Chapter 8 – The last chapter does well to bring this journey of TJM to a close. Bill and Louie go to great lengths to mention how the TJM technique does not belong to any one profession, nor should it! Thrust joint manipulation is a tool to help improve outcomes for our patients. In reality, it has never belonged to any one profession when you look at the history of it. Hopefully, readers will gain valuable insight from these chapters and use them in a safe and educated manner to improve the quality of life and overall function for their patients.
When: In regard to the question of when… the answer is undoubtedly NOW! Bill and Louie make a marvelous case that the skills taught within the pages of this book are designed for the young clinician, up to the seasoned clinician. For myself, having an interest in TJM ever since my initial education in DPT school, I’ve acquired a large number of books (both old and new) dedicated to this subject. I can certainly say with the utmost confidence that this book is truly unique in its presentation and content.
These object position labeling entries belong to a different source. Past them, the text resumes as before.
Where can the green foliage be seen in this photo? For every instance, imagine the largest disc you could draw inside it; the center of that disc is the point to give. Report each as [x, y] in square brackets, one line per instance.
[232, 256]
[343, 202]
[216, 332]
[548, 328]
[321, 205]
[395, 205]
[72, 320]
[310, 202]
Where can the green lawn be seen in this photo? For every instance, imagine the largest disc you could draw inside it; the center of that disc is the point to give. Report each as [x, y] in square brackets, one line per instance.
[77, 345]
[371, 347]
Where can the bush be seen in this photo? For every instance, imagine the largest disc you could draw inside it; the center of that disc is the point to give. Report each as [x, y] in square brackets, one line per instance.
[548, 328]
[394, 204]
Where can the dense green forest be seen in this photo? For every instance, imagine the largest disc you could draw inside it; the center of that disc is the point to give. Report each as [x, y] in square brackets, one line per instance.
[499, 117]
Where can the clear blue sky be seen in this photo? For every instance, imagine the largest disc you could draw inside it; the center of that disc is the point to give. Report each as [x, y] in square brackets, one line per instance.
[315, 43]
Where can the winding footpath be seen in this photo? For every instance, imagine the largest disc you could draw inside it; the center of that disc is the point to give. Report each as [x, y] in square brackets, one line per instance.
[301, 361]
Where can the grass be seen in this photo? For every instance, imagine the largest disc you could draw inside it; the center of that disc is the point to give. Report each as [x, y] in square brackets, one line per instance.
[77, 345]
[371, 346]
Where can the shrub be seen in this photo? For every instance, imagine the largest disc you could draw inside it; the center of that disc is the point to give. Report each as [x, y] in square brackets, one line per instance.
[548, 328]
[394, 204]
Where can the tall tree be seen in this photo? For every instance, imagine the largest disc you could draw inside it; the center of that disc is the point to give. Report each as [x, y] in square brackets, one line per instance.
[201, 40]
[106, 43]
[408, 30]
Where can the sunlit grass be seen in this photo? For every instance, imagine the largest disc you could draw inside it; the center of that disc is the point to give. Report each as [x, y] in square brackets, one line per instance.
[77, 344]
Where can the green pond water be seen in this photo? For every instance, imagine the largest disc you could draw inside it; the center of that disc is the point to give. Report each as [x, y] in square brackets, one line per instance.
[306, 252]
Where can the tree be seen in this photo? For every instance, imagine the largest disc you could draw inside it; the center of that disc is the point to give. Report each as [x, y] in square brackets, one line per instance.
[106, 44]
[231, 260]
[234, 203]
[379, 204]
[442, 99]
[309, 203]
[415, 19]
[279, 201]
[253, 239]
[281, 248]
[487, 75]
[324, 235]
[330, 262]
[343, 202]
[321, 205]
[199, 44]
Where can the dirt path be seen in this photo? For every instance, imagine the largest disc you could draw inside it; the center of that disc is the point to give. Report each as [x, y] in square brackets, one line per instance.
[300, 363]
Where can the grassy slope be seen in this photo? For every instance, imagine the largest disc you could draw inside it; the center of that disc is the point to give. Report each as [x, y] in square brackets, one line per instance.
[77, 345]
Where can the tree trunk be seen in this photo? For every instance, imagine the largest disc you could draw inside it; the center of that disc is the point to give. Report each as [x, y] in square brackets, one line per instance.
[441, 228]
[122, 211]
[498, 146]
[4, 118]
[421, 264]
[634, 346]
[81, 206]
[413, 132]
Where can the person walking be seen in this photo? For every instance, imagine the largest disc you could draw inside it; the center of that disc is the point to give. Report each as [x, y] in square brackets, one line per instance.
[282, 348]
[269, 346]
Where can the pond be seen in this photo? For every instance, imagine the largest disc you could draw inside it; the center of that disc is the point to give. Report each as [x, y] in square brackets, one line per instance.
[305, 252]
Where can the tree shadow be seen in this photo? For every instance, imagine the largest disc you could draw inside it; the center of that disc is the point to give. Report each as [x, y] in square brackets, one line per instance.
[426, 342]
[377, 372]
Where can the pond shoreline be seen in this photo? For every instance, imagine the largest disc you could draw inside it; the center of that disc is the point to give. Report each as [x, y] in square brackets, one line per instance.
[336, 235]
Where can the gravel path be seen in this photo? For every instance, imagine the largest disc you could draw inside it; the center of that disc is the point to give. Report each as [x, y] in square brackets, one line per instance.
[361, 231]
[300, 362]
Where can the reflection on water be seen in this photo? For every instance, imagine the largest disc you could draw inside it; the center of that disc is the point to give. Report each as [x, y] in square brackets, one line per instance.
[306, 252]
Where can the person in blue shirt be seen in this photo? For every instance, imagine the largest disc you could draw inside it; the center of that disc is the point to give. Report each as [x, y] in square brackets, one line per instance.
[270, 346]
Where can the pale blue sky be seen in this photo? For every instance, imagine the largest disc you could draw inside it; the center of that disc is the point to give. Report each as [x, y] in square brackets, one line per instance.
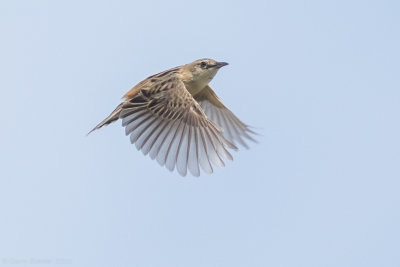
[319, 80]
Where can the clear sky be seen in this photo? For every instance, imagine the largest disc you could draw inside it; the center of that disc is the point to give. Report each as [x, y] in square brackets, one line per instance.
[318, 79]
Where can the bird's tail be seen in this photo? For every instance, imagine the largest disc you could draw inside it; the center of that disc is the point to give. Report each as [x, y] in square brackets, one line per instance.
[111, 118]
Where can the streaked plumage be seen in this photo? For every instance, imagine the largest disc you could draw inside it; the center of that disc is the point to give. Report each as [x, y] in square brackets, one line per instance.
[176, 118]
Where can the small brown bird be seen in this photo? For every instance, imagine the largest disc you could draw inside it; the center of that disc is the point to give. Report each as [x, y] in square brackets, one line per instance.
[176, 118]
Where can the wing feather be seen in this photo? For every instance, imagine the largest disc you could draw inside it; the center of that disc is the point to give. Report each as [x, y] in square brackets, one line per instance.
[234, 129]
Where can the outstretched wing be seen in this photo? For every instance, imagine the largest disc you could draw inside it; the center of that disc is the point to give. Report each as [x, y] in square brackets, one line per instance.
[234, 129]
[164, 121]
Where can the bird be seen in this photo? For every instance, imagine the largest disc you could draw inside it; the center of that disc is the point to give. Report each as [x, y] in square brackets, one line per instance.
[176, 118]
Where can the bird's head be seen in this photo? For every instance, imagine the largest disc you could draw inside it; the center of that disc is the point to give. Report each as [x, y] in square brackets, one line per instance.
[203, 70]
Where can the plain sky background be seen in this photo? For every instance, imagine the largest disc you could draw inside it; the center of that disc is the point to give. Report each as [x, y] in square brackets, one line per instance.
[320, 81]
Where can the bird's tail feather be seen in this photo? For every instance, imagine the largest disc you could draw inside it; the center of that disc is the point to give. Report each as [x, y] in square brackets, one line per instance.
[111, 118]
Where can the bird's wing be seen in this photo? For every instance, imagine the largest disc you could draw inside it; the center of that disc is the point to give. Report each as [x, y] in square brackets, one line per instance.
[164, 121]
[234, 129]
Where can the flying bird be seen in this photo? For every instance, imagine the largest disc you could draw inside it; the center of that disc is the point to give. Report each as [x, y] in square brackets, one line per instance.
[176, 118]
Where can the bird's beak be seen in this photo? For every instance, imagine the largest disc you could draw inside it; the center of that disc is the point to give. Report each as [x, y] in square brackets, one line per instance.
[220, 64]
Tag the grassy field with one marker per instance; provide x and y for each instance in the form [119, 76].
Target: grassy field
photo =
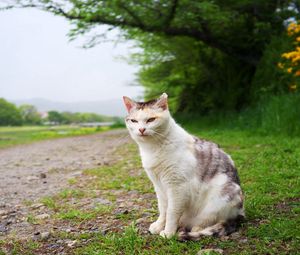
[10, 136]
[269, 168]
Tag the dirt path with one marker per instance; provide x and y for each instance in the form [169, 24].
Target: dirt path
[29, 172]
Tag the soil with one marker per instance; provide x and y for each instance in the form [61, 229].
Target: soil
[30, 172]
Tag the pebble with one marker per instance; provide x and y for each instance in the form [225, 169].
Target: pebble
[43, 175]
[2, 228]
[32, 178]
[235, 235]
[102, 201]
[71, 243]
[42, 216]
[3, 212]
[140, 220]
[36, 206]
[45, 235]
[209, 251]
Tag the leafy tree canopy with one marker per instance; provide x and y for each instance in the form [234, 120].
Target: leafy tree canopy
[204, 53]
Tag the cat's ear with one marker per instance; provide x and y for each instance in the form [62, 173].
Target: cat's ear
[162, 102]
[129, 103]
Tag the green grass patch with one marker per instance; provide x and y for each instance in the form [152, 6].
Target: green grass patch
[10, 136]
[269, 169]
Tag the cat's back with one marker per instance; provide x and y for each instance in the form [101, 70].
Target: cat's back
[213, 161]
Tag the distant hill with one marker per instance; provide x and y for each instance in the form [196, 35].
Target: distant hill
[113, 107]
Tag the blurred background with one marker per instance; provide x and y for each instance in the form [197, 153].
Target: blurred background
[233, 64]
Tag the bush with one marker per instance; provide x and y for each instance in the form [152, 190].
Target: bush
[271, 115]
[9, 114]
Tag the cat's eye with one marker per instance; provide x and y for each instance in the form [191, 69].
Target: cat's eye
[150, 120]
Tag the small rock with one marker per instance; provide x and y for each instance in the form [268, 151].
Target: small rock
[104, 231]
[3, 212]
[45, 235]
[209, 251]
[36, 236]
[235, 235]
[42, 216]
[36, 206]
[244, 240]
[146, 214]
[2, 228]
[71, 243]
[139, 221]
[32, 178]
[102, 201]
[43, 175]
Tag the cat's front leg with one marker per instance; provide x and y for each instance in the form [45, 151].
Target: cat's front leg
[176, 206]
[157, 226]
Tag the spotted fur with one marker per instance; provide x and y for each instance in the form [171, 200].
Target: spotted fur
[196, 182]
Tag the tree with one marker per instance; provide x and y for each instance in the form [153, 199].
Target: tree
[30, 114]
[231, 35]
[9, 114]
[56, 117]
Where: Thrust Joint Manipulation Skills For The Spine can be located exclusively on the OPTP website at the following link – https://www.optp.com/Thrust-Joint-Manipulation-Skills-for-the-Spine
Why: The least selfish answer to the question of “Why should I bother buying and studying this book?” is easily answered early on in the book. Louie and Bill make a good case that patients benefit more when TJM is utilized, where appropriate. Need there be another answer when the most obvious one is that patients’ outcomes are better when TJM is employed (again, when appropriate)? Well, I’ll try and mention a few others. Not only are the types of techniques presented effective, but the manner in which they are presented is impressive. Particular detail has been given to ensure success for the reader. Next, the “drills for skills” presented in chapter five do a rather impressive job of answering the age-old question of “what can I do to get better?” TJM is a psychomotor skill that requires a lot of practice. Now, armed with the strategies from Louie and Bill’s book… that question is pretty darn close to being answered once-and-for-all.
How: No book like this is worth reading unless the person reading it has an idea of “How do I get good at doing what is in here?” Since TJM can require a lot of skill, as well as confidence, before utilizing as an intervention with a patient, practice is key. Luckily, the drills presented (as mentioned earlier) are a perfect place to start. Also, thanks to the extensive list of literature in chapter 2, the reader has a good idea of exactly which patients will benefit from TJM. Therefore, confidence is automatically built-in for the clinician-patient that TJM will be beneficial… so less apprehension on the clinician’s part. However, the reader would do well to fully understand who NOT to use TJM with… it just so happens that Louie and Bill include an entire chapter on this subject. Again, to help the reader gain confidence in using TJM for the benefit of their patients. Now, further equipped with drills to improve technique, knowledge of who will benefit from TJM, and knowledge of who NOT to perform TJM on, the reader should be much more comfortable utilizing the techniques presented in the book.